Bradley Stoke Community School

Business mentors help students tackle real-life problems

On Wednesday the 19th of October a group of twenty-two Year 11 and 12 students at Bradley Stoke Community School took part in their first business mentoring session of the Community-Apprentice competition with volunteers from Highways England, the organisation responsible for maintaining and improving England’s motorways and major A roads.


The mentors have generously agreed to support the students at key points in the ten-month programme, which, like the TV series The Apprentice, requires students to demonstrate personal qualities whilst working in teams to manage their own projects. In this case, however, the students will be competing to see who can make the biggest positive impact on their community, rather than the most profit.


Tackling real-life problems


The programme, which has recently been recognised by the Department of Education as an effective model for employer engagement, inspires students to develop their employability skills while tackling real-life problems.

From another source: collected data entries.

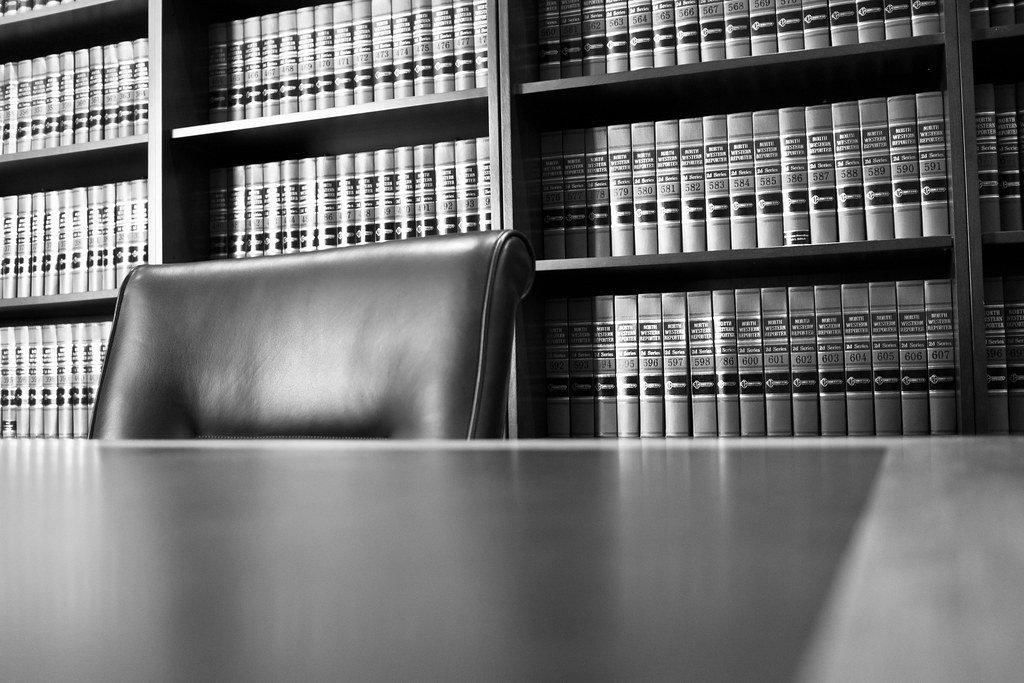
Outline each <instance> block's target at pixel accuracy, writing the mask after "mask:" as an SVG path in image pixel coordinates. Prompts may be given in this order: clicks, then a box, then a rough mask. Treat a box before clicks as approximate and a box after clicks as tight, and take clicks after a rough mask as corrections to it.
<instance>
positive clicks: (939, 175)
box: [916, 91, 949, 238]
mask: <svg viewBox="0 0 1024 683" xmlns="http://www.w3.org/2000/svg"><path fill="white" fill-rule="evenodd" d="M916 99H918V156H919V157H920V163H921V223H922V234H924V237H926V238H927V237H933V236H940V234H949V177H948V170H947V168H948V167H947V162H946V122H945V117H944V116H943V103H942V93H941V92H938V91H931V92H919V93H918V95H916Z"/></svg>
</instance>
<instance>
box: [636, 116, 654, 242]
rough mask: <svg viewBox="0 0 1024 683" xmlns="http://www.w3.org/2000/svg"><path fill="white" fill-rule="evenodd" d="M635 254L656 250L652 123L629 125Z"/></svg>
mask: <svg viewBox="0 0 1024 683" xmlns="http://www.w3.org/2000/svg"><path fill="white" fill-rule="evenodd" d="M630 147H631V151H632V159H631V164H632V177H633V188H632V189H633V240H634V253H636V254H656V253H657V165H656V159H655V147H654V122H653V121H642V122H639V123H634V124H632V125H631V126H630Z"/></svg>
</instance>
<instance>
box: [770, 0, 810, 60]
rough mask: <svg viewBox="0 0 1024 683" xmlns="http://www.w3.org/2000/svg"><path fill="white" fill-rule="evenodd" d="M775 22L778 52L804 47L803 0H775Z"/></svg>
mask: <svg viewBox="0 0 1024 683" xmlns="http://www.w3.org/2000/svg"><path fill="white" fill-rule="evenodd" d="M775 24H776V29H775V30H776V34H777V40H778V51H779V52H794V51H796V50H802V49H804V8H803V0H775Z"/></svg>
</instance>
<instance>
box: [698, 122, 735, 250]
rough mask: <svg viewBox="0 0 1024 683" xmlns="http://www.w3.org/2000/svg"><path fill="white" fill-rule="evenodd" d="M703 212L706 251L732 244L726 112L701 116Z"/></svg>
mask: <svg viewBox="0 0 1024 683" xmlns="http://www.w3.org/2000/svg"><path fill="white" fill-rule="evenodd" d="M703 167H705V207H706V208H705V216H706V221H707V222H706V225H707V230H708V251H721V250H727V249H730V248H731V233H730V220H729V214H730V206H729V130H728V122H727V118H726V115H724V114H715V115H712V116H706V117H703Z"/></svg>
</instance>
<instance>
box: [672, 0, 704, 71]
mask: <svg viewBox="0 0 1024 683" xmlns="http://www.w3.org/2000/svg"><path fill="white" fill-rule="evenodd" d="M675 5H676V63H677V65H695V63H697V62H698V61H700V5H699V0H675Z"/></svg>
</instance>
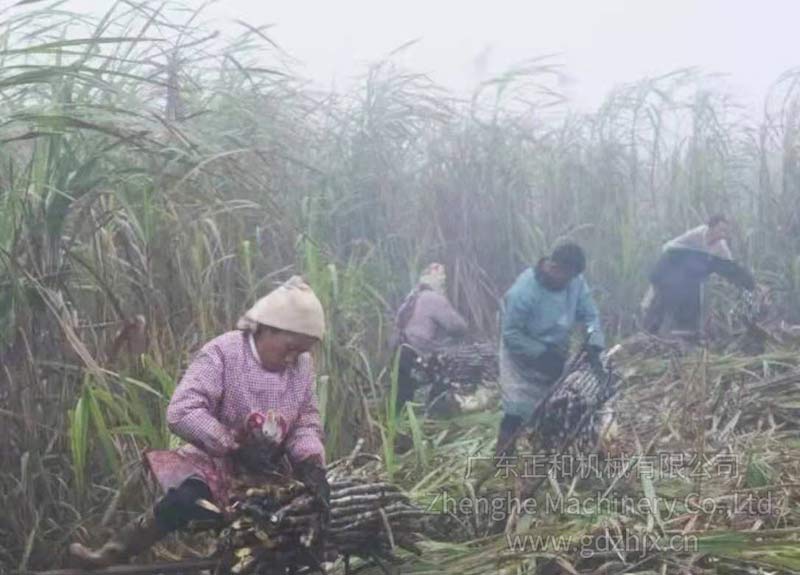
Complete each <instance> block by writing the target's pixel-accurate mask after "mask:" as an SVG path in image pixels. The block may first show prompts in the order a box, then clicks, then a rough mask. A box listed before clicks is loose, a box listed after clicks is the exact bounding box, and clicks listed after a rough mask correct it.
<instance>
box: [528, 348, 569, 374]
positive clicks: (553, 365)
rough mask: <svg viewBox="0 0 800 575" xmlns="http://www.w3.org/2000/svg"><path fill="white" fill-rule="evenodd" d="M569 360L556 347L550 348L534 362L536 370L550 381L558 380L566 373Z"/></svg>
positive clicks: (559, 350)
mask: <svg viewBox="0 0 800 575" xmlns="http://www.w3.org/2000/svg"><path fill="white" fill-rule="evenodd" d="M566 361H567V359H566V357H565V356H564V354H563V353H562V352H561V350H559V349H558V348H557V347H555V346H548V347H547V350H545V351H543V352H542V353H540V354H539V355H538V356H537V357H536V360H535V361H534V365H533V367H534V369H535V370H536V371H538V372H539V373H542V374H543V375H545V376H547V377H548V378H549V379H552V380H556V379H558V378H559V377H560V376H561V372H563V371H564V364H565V363H566Z"/></svg>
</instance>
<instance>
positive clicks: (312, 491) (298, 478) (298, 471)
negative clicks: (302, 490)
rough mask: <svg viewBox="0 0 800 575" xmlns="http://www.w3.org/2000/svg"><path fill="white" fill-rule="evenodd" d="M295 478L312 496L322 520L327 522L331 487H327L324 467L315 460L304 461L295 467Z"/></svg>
mask: <svg viewBox="0 0 800 575" xmlns="http://www.w3.org/2000/svg"><path fill="white" fill-rule="evenodd" d="M295 476H296V477H297V479H298V480H299V481H300V482H301V483H303V485H305V486H306V487H308V489H309V490H310V491H311V493H312V494H313V495H314V498H315V499H316V500H317V503H318V504H319V507H320V510H321V511H322V514H323V519H324V520H325V521H326V522H327V520H328V518H329V513H330V507H331V487H330V485H328V478H327V477H326V474H325V467H324V466H323V465H322V464H321V463H320V462H319V461H318V460H317V459H316V458H313V457H311V458H309V459H304V460H303V461H301V462H299V463H298V464H297V465H295Z"/></svg>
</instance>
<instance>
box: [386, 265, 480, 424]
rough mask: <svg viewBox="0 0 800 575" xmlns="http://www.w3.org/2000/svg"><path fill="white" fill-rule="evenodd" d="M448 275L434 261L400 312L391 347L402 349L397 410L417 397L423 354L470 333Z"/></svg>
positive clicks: (401, 306) (402, 307)
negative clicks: (421, 361)
mask: <svg viewBox="0 0 800 575" xmlns="http://www.w3.org/2000/svg"><path fill="white" fill-rule="evenodd" d="M446 282H447V275H446V272H445V268H444V266H443V265H442V264H439V263H432V264H430V265H429V266H428V267H427V268H425V271H424V272H423V273H422V276H420V279H419V282H418V283H417V285H416V286H415V287H414V289H413V290H412V291H411V293H410V294H408V296H406V299H405V300H404V301H403V303H402V304H401V305H400V308H399V309H398V311H397V315H396V317H395V327H394V332H393V334H392V341H391V344H390V345H391V347H392V349H395V350H399V352H400V358H399V365H398V376H397V403H396V407H397V412H398V413H399V412H400V411H401V410H402V409H403V406H404V405H405V404H406V402H407V401H409V400H411V399H412V398H413V396H414V390H415V388H416V386H417V384H418V382H416V381H415V379H414V375H413V367H414V363H415V362H416V361H417V358H418V357H419V356H420V355H427V354H430V353H433V352H435V351H437V350H439V349H442V348H443V347H446V346H447V345H450V344H452V343H454V342H455V341H456V340H457V339H459V338H461V337H463V336H464V335H465V334H466V332H467V322H466V321H465V320H464V318H463V317H461V315H460V314H459V313H458V312H457V311H456V310H455V308H454V307H453V305H452V304H451V303H450V300H448V299H447V292H446V289H445V286H446Z"/></svg>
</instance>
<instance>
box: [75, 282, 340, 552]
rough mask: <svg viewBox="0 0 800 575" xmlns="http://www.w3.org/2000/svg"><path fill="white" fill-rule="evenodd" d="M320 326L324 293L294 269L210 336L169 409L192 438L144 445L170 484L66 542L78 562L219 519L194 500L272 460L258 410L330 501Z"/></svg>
mask: <svg viewBox="0 0 800 575" xmlns="http://www.w3.org/2000/svg"><path fill="white" fill-rule="evenodd" d="M324 330H325V315H324V313H323V309H322V305H321V304H320V301H319V300H318V299H317V296H316V295H314V292H313V291H311V288H310V287H309V286H308V285H306V284H305V283H304V282H303V280H302V279H301V278H300V277H298V276H295V277H293V278H291V279H290V280H289V281H287V282H286V283H285V284H284V285H282V286H280V287H278V288H277V289H275V290H274V291H272V292H271V293H269V294H268V295H266V296H265V297H263V298H261V299H260V300H258V301H257V302H256V303H255V305H254V306H253V307H252V308H251V309H250V310H249V311H247V312H246V313H245V314H244V316H242V318H241V319H240V320H239V322H238V324H237V329H236V330H235V331H230V332H228V333H225V334H222V335H220V336H218V337H216V338H214V339H212V340H211V341H209V342H208V343H206V345H205V346H204V347H203V348H202V349H201V350H200V352H199V353H198V354H197V356H196V357H195V358H194V360H193V361H192V362H191V364H190V365H189V367H188V369H187V370H186V372H185V373H184V375H183V378H182V379H181V381H180V384H179V385H178V387H177V388H176V389H175V393H174V395H173V396H172V399H171V401H170V404H169V408H168V409H167V423H168V424H169V428H170V430H171V431H172V432H173V433H175V434H176V435H178V436H179V437H181V438H182V439H184V440H185V441H186V442H187V443H186V445H184V446H182V447H180V448H179V449H177V450H173V451H151V452H148V453H147V454H146V458H147V462H148V464H149V468H150V471H152V472H153V474H154V475H155V477H156V479H157V480H158V482H159V483H160V485H161V487H163V488H164V490H165V491H166V494H165V495H164V496H163V497H162V498H161V499H160V500H159V501H158V502H157V503H156V504H155V506H154V507H152V508H151V509H150V510H149V511H147V512H146V513H145V514H143V515H142V516H141V517H139V518H138V519H136V520H134V521H133V522H132V523H130V524H128V525H127V526H126V527H124V528H123V529H121V530H120V531H118V532H117V534H116V536H115V537H113V538H112V539H111V541H109V542H107V543H106V544H105V545H103V546H102V547H100V548H99V549H96V550H92V549H89V548H87V547H84V546H83V545H81V544H79V543H75V544H73V545H72V546H71V547H70V552H71V554H72V555H73V556H74V557H75V559H76V560H77V561H78V562H79V563H80V565H81V566H82V567H85V568H97V567H106V566H109V565H112V564H114V563H121V562H125V561H127V560H128V559H129V558H131V557H133V556H135V555H138V554H140V553H142V552H144V551H145V550H147V549H148V548H149V547H151V546H152V545H153V544H154V543H156V542H157V541H159V540H160V539H161V538H163V537H164V536H165V535H167V534H168V533H170V532H173V531H178V530H181V529H183V528H185V527H186V526H187V525H188V524H189V523H190V522H191V521H206V520H208V521H212V520H214V519H216V516H215V514H214V513H212V512H211V511H208V510H206V509H205V508H204V507H202V506H199V505H198V504H197V502H198V501H201V500H207V501H210V502H212V503H214V504H216V505H217V506H219V507H224V506H225V505H226V504H227V503H228V501H229V498H230V489H231V488H232V485H233V481H232V480H233V478H235V477H240V476H242V475H243V474H253V473H256V474H258V473H260V472H263V471H267V470H268V468H267V467H266V466H265V465H264V464H265V463H267V461H265V460H264V459H263V456H262V445H260V444H252V442H251V441H249V440H248V436H247V435H246V431H247V427H248V426H249V425H250V422H251V421H252V420H259V421H260V420H261V419H264V420H267V421H270V422H272V423H274V425H273V426H272V433H271V435H270V437H269V439H270V441H271V442H272V444H274V445H275V446H276V447H278V448H279V449H280V450H282V451H283V452H285V453H286V454H287V455H288V456H289V460H290V461H291V465H292V468H293V469H292V471H293V473H294V475H295V476H296V477H297V478H298V479H299V480H300V481H302V482H303V483H305V484H306V485H307V486H308V487H309V488H310V489H311V491H312V492H313V494H314V496H315V499H316V500H317V501H318V502H319V503H320V505H321V507H322V508H325V507H327V505H328V500H329V497H330V488H329V486H328V483H327V480H326V477H325V448H324V445H323V430H322V423H321V421H320V414H319V411H318V409H317V397H316V392H315V390H314V366H313V360H312V357H311V354H310V353H309V352H310V351H311V349H312V348H313V347H314V345H315V344H316V343H317V342H318V341H319V340H321V339H322V336H323V332H324ZM279 453H280V451H279Z"/></svg>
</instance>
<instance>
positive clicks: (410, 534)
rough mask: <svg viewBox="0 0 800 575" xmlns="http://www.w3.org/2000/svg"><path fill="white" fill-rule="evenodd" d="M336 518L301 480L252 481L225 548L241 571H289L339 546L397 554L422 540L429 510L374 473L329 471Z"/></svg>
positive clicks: (220, 544)
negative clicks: (413, 503) (364, 476)
mask: <svg viewBox="0 0 800 575" xmlns="http://www.w3.org/2000/svg"><path fill="white" fill-rule="evenodd" d="M329 483H330V486H331V499H330V509H329V520H328V522H327V523H323V519H322V514H321V513H320V509H319V506H318V504H317V503H316V501H315V499H314V498H313V497H312V495H311V494H310V493H309V491H308V490H307V489H306V488H305V486H303V485H302V484H301V483H298V482H296V481H293V480H286V479H284V480H276V479H271V480H270V481H269V482H265V483H263V484H261V485H258V486H251V487H249V488H247V489H245V490H244V491H243V493H242V494H241V495H240V496H239V497H238V498H237V499H236V501H235V502H234V503H233V505H232V508H231V512H232V515H233V517H234V520H233V521H232V522H231V523H230V525H229V526H228V527H227V528H226V529H224V530H223V532H222V534H221V536H220V539H219V545H218V549H219V551H220V553H221V554H222V555H223V557H225V558H226V559H227V563H229V564H231V565H232V567H231V571H232V572H233V573H237V574H251V573H283V572H285V571H286V570H287V569H289V570H292V569H294V568H296V567H297V566H301V565H305V566H309V567H312V568H315V567H316V568H318V567H319V565H320V564H321V563H322V562H323V561H325V560H330V559H332V558H333V557H335V556H336V555H337V554H343V555H345V556H348V557H349V556H351V555H354V556H360V557H364V558H375V559H381V558H382V559H390V560H391V559H392V558H393V554H392V551H393V550H394V548H395V547H400V548H403V549H406V550H408V551H411V552H414V553H417V552H418V550H417V548H416V546H415V541H416V537H417V535H416V534H417V533H418V532H419V531H420V528H421V522H422V520H423V518H424V515H425V513H424V511H423V510H421V509H420V508H418V507H416V506H414V505H413V504H412V503H411V502H410V501H409V499H408V497H407V496H406V495H405V494H404V493H403V492H402V491H401V490H400V488H398V487H397V486H395V485H392V484H390V483H386V482H383V481H379V480H370V479H369V478H367V477H356V476H351V477H342V474H341V472H340V471H333V472H331V473H329Z"/></svg>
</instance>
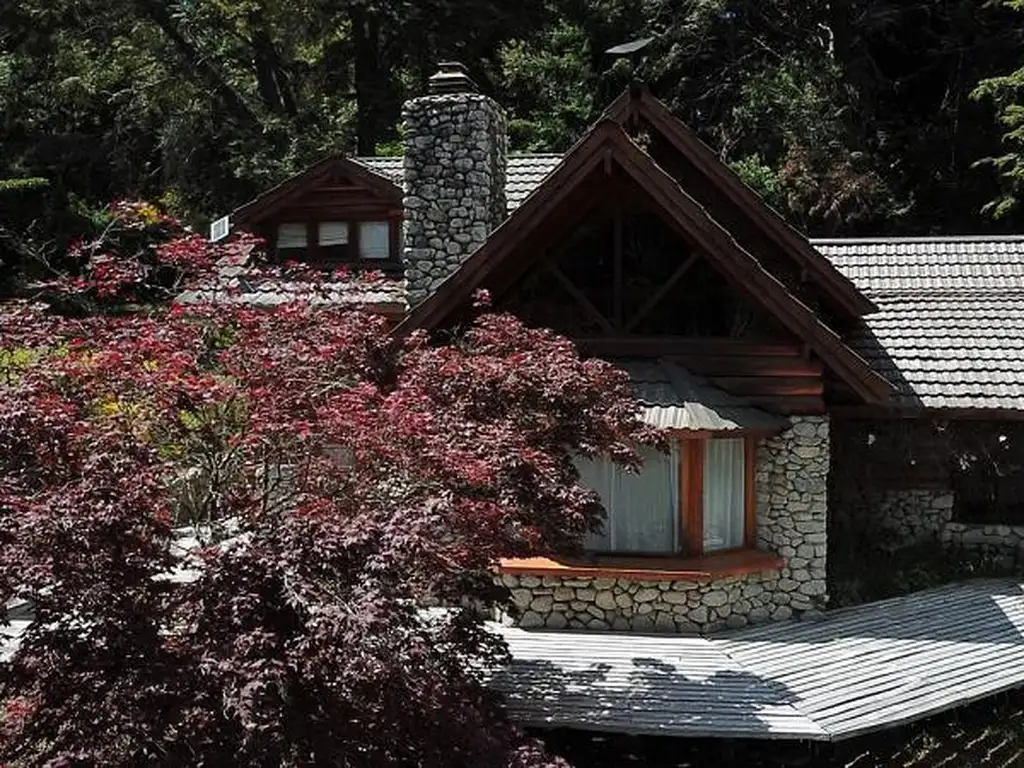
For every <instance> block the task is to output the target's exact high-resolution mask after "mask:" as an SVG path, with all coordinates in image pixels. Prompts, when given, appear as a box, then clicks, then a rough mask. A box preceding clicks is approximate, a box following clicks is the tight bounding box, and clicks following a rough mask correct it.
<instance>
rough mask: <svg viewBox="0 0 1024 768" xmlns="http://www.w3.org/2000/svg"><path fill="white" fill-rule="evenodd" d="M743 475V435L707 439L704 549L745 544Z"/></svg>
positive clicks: (719, 549) (743, 466)
mask: <svg viewBox="0 0 1024 768" xmlns="http://www.w3.org/2000/svg"><path fill="white" fill-rule="evenodd" d="M743 476H744V462H743V440H742V439H721V440H714V439H713V440H708V441H707V443H706V449H705V475H703V547H705V552H714V551H715V550H722V549H733V548H735V547H741V546H742V545H743V520H744V517H745V514H744V505H745V502H744V499H745V489H744V487H743Z"/></svg>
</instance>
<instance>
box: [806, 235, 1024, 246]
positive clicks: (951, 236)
mask: <svg viewBox="0 0 1024 768" xmlns="http://www.w3.org/2000/svg"><path fill="white" fill-rule="evenodd" d="M809 240H810V242H811V245H812V246H852V245H894V244H899V243H1020V242H1024V234H928V236H924V234H923V236H906V237H899V238H886V237H877V238H810V239H809Z"/></svg>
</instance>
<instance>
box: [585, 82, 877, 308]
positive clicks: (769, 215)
mask: <svg viewBox="0 0 1024 768" xmlns="http://www.w3.org/2000/svg"><path fill="white" fill-rule="evenodd" d="M604 116H605V118H607V119H610V120H612V121H614V122H616V123H618V124H620V125H626V124H628V122H629V121H630V120H631V119H634V118H637V117H639V118H643V119H644V120H646V121H647V122H649V123H650V124H651V125H652V126H653V127H655V128H656V129H657V130H658V131H659V132H660V133H662V135H663V136H664V137H665V138H666V139H667V140H668V141H669V142H670V143H671V144H672V145H673V146H674V147H675V148H676V150H677V151H678V152H679V153H680V154H681V155H683V156H684V157H685V158H686V159H687V160H688V161H689V162H690V163H692V164H693V165H694V167H696V168H697V170H698V171H700V172H701V173H702V174H703V175H705V176H706V177H707V178H708V179H709V180H710V181H711V182H712V183H713V184H715V185H716V186H717V187H718V188H719V189H720V190H721V191H722V193H723V194H724V195H725V196H726V197H727V198H728V199H729V200H730V201H731V202H732V203H733V204H734V205H735V206H736V208H737V209H738V210H739V211H740V212H741V213H743V214H745V215H746V216H748V217H749V218H750V219H751V220H752V221H753V223H754V224H755V225H756V226H757V227H758V229H760V230H761V231H762V232H764V234H765V236H766V238H768V239H769V240H771V241H772V242H773V243H775V245H777V246H778V247H780V248H781V249H782V250H783V251H784V252H786V253H790V254H793V255H794V256H795V257H796V258H797V260H798V262H799V264H800V265H801V266H802V267H803V268H805V269H807V270H808V271H810V272H811V273H812V274H813V275H814V276H815V278H817V279H818V281H819V283H820V285H821V286H822V287H823V288H824V289H825V291H826V292H827V293H828V295H829V296H831V297H833V298H834V299H835V300H836V301H837V302H838V303H839V305H840V306H842V307H843V308H844V309H845V310H846V311H847V312H848V313H849V314H850V315H851V316H852V317H861V316H863V315H865V314H869V313H871V312H876V311H878V306H876V304H874V303H873V302H872V301H871V300H870V299H868V298H867V297H866V296H864V294H862V293H861V292H860V290H858V289H857V287H856V286H855V285H854V284H853V283H852V282H850V281H849V280H848V279H847V278H846V275H844V274H843V273H842V272H841V271H839V269H837V268H836V266H835V265H834V264H833V263H831V262H830V261H828V259H826V258H825V257H824V256H822V255H821V254H820V253H819V252H818V251H817V250H816V249H815V248H814V246H813V245H811V243H810V242H809V241H808V240H807V238H805V237H804V236H803V234H801V233H800V232H799V231H797V230H796V229H795V228H794V227H793V226H792V225H791V224H790V223H788V222H787V221H786V220H785V219H784V218H782V216H781V215H780V214H779V213H778V212H777V211H776V210H775V209H773V208H772V207H771V206H769V205H768V204H767V203H765V202H764V200H763V199H762V198H761V196H759V195H758V194H757V193H756V191H754V190H753V189H752V188H751V187H749V186H748V185H746V184H745V183H743V181H742V179H740V178H739V176H737V175H736V173H735V172H734V171H733V170H732V169H731V168H729V167H728V166H727V165H726V164H725V163H723V162H722V161H721V160H720V159H719V158H718V157H717V156H716V155H715V153H714V152H712V150H711V147H709V146H708V145H707V144H706V143H705V142H703V141H701V140H700V138H699V137H698V136H697V135H696V134H695V133H693V131H691V130H690V129H689V128H688V127H687V126H686V124H685V123H683V122H682V121H681V120H679V118H677V117H676V116H675V115H673V114H672V112H670V111H669V108H668V106H666V105H665V103H663V102H662V101H660V100H658V99H657V98H655V97H654V96H653V95H652V94H651V93H650V91H649V90H647V89H646V88H634V89H631V90H626V91H624V92H623V93H622V94H620V96H618V97H617V98H616V99H615V100H614V101H612V102H611V104H610V105H609V106H608V109H607V110H606V111H605V113H604Z"/></svg>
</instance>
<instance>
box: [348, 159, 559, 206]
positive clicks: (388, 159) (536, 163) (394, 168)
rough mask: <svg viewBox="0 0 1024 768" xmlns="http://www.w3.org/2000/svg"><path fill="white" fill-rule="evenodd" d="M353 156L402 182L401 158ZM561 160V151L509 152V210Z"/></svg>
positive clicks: (399, 185) (508, 179)
mask: <svg viewBox="0 0 1024 768" xmlns="http://www.w3.org/2000/svg"><path fill="white" fill-rule="evenodd" d="M355 160H356V161H358V162H359V163H361V164H362V165H365V166H367V167H368V168H369V169H370V170H372V171H375V172H377V173H379V174H381V175H382V176H385V177H387V178H388V179H390V180H391V181H393V182H394V183H396V184H398V185H399V186H400V185H401V181H402V178H401V177H402V164H403V162H404V159H403V158H400V157H399V158H355ZM561 160H562V156H561V155H553V154H534V155H517V154H512V155H509V158H508V171H507V173H508V177H507V178H506V181H505V197H506V200H507V202H508V209H509V211H513V210H515V209H516V208H518V207H519V205H520V204H521V203H522V201H524V200H525V199H526V198H527V196H528V195H529V194H530V193H531V191H534V189H536V188H537V187H538V186H540V184H541V181H543V180H544V177H545V176H547V175H548V174H549V173H551V171H553V170H554V168H555V166H556V165H558V164H559V163H560V162H561Z"/></svg>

Students can tackle whatever issues matter most to them, but they have to reach consensus within their team about what that is. There are three teams taking part at the school; one has chosen to focus on community regeneration, another to do something about eating disorders and the final team wants to tackle gender discrimination in sport. In the first mentoring session, mentors heard why the teams had chosen these issues and reviewed their initial project ideas, providing advice on effective project planning.

Laura Freemantle (Regional HR Manager), one of the mentors said, “It was great to meet the students last week, we were really impressed with their enthusiasm, particularly in the team exercise. As mentors, we are looking forward to finding out more about the teams’ community projects and exploring ways in which we can use our experience to help them develop core skills that they can put into action when they enter the Dragons Den!”

Developing employability skills


The competition requires students to develop and, crucially, evidence four key skills; teamwork, resilience and problem solving, organisation and communication. In the first mentoring session, mentors provided students with examples to demonstrate how valuable these skills are in their own jobs. They then supported the students to each set a goal for which skill they would like to improve most and how they can do this during the programme.


Throughout the Community-Apprentice competition, teams take part in inter-school challenges. The first of these, the Film Challenge, has just taken place and saw students develop teamwork and communication skills by producing a two minute film explaining why their issue matters in a single take! The next challenge, the Pitching Challenge, will require the teams to work with their business mentors to develop a pitch based on their project idea before they face a panel of ‘Dragons’; leaders in the local business community, in December. This will be an opportunity for the students to gain the confidence and skills needed to get their ideas across, standing them in great stead for the future.

Business mentors help tackle real life problems

Above - One of the teams completing the first challenge, the Film Challenge.